El sabor del café de esa tarde tenía un aroma especial, un deleite sorbo a sorbo. Ya no lo bebía a prisa porque se me hacía tarde para preparar la cena, enviar correos o atender las redes sociales, como si perder el último capítulo de una serie significara perder una pieza vital de mi existencia. Comprendí que había dado una importancia equivocada a esos deberes diarios. Ahora reconectaba con mi propia alma. Y quería disfrutarla más.
Podía dedicarle tiempo a la lectura sosegada de aquellos libros que había comprado por curiosidad —porque estaban de moda— y que terminaron acumulando polvo en el estante de la sala. Elaborar la cena dejó de ser una carga pesada para convertirse en un arte: una dedicación atenta para matizar cada platillo con un sabor inolvidable.
El otoño era cálido, con lluvias suaves algunos días y tormentas imprevistas en otros. Me propuse deleitarme con las puestas de sol en los días despejados y dejarme llevar por el embrujo de la lluvia golpeando rítmicamente el vidrio de mi ventana cuando las nubes cubrían, como un manto, los cielos boreales.

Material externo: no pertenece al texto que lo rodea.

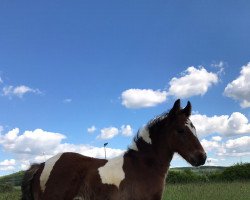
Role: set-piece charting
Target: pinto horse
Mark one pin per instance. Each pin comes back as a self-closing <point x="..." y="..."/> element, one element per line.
<point x="138" y="174"/>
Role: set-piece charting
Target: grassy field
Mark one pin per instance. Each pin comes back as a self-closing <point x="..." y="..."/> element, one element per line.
<point x="211" y="191"/>
<point x="203" y="191"/>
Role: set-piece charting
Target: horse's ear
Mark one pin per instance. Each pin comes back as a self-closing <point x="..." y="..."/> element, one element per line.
<point x="188" y="109"/>
<point x="176" y="108"/>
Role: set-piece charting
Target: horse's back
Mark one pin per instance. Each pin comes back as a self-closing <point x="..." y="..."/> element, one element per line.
<point x="62" y="176"/>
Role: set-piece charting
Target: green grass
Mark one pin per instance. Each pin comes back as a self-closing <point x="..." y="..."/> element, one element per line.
<point x="191" y="191"/>
<point x="208" y="191"/>
<point x="14" y="195"/>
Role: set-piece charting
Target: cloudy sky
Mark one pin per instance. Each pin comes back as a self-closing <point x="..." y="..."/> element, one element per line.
<point x="75" y="75"/>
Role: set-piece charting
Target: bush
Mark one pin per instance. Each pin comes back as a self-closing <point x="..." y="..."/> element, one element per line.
<point x="6" y="188"/>
<point x="238" y="172"/>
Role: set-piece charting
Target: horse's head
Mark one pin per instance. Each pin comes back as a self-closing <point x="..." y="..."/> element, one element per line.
<point x="183" y="139"/>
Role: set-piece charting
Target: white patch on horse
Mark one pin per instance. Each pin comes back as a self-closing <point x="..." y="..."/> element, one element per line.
<point x="190" y="126"/>
<point x="144" y="133"/>
<point x="112" y="172"/>
<point x="133" y="146"/>
<point x="49" y="164"/>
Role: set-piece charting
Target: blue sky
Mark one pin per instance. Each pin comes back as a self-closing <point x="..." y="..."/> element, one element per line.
<point x="77" y="74"/>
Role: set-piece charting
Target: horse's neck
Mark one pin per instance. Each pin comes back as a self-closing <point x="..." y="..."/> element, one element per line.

Comencé a hacer una lista de actividades que me dieran esa sensación de plenitud, de conexión con mi interior y con la vida. Meditar me conduciría a un mundo interno que aguardaba con paciencia mi regreso. Mi cuerpo se revitalizaría con ejercicio cada mañana, aunque al inicio no fuera más que una caminata por el parque, animada por el canto de los pájaros y el murmullo del aire atravesando las robustas ramas de los árboles.
Aprovecharía cualquier oportunidad para adentrarme en la naturaleza. La salida al cine cedía su lugar a un revitalizante paseo por el bosque o a un improvisado día de campo. Allí, en medio de la calma profunda, mi pensamiento se expandiría hacia espacios mágicos que armonizaran con ese entorno que siempre nos abre las puertas a experiencias únicas e inolvidables.
Éste es ahora mi mapa y mi camino personal: una ruta hacia la plenitud, la armonía, mi esencia y la conexión con mi luz interior y con quienes me rodean.
En este sendero, luminoso y a la vez desafiante, sé que encontraré viajeros que me acompañarán en este recorrido a lo profundo de la vida.
Y ahora me pregunto: ¿despertarás tú también para recorrer esta travesía? Te invito a descubrir este mundo con una mirada renovada. ¿La aceptas?